Log10 Loadshare 📌 🔥
| Context | Definition of Loadshare | | :--- | :--- | | Load Balancer | The number of active connections or requests per second (RPS) routed to a single backend server. | | Message Queue | The number of unacknowledged messages a specific consumer is processing. | | Database Shard | The query throughput or data volume stored on a specific shard replica. | | CDN Edge Node | The bandwidth or request count handled by a particular Point of Presence (PoP). |
In an ideal world, every node would have a perfectly equal loadshare. If you have 10 servers and 10,000 RPS, the ideal loadshare per server is 1,000 RPS. Reality, however, introduces skew—due to slow hardware, "hot shards," or suboptimal routing algorithms.
Most modern load balancers support weight assignment: log10 loadshare
| Approach | Behavior | Use case | |----------|----------|----------| | Linear | Shares directly proportional to metric | Homogeneous capacity, no risk of starvation | | log10 | Compresses large differences, prevents one server from dominating | High dynamic range of capacities, protection of weak nodes | | Natural log (ln) | Similar shape, slightly different curve | When metric differences are moderate | | Square root | Less aggressive compression than log10 | Medium compression needed |
Log10 is particularly popular because:
Reactive autoscaling (e.g., KEDA, HPA) often uses thresholds like "scale if CPU > 80%". But CPU is a noisy metric. Request-based scaling using raw RPS is better, but it suffers from the "elephant vs. mouse" problem: a 10x spike in RPS on a small service looks identical to a 10% spike on a large service.
Using log10 loadshare for scaling decisions creates exponential scaling policies: | Context | Definition of Loadshare | |
This ensures that small services scale up earlier (proportionally) and large services don't over-react to minor fluctuations.

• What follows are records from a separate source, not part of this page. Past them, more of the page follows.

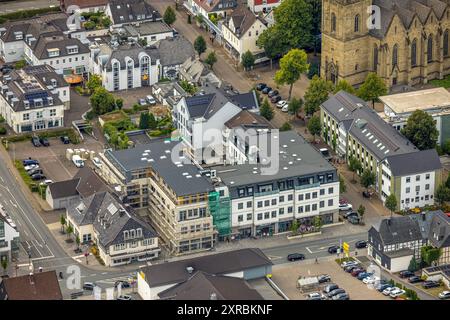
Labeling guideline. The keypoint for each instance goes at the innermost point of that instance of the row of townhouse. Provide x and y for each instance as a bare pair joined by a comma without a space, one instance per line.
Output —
395,241
353,129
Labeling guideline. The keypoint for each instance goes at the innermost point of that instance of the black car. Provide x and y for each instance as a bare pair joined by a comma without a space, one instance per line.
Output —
414,279
37,176
406,274
35,141
65,140
361,244
266,90
275,99
333,249
44,141
260,86
430,284
273,93
296,256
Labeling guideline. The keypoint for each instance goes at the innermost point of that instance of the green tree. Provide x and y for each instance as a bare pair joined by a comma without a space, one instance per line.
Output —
442,194
354,165
211,59
314,126
94,82
286,127
295,105
144,121
342,186
430,254
248,60
361,211
421,130
344,85
169,16
266,110
102,101
200,45
391,203
413,265
372,88
62,220
367,178
316,94
292,65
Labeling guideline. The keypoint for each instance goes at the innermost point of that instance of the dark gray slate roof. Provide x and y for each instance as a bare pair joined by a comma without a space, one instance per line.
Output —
215,264
416,162
179,174
130,10
201,285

In the era of microservices, cloud-native architectures, and high-throughput data pipelines, load balancing is not just a feature—it is a necessity. However, as systems scale from handling thousands to billions of requests per second, traditional load-balancing algorithms (like Round Robin or Least Connections) often fall short. They struggle with skewed distributions, heterogeneous server capacities, and exponential traffic patterns. This ensures that small services scale up earlier
Enter Log10 Loadshare—a mathematical approach to distributing traffic that leverages the base-10 logarithm to create fair, scalable, and efficient load distribution across uneven tiers of infrastructure.
This article will explore what Log10 Loadshare is, why it matters, how to implement it, and real-world use cases where it outperforms conventional methods.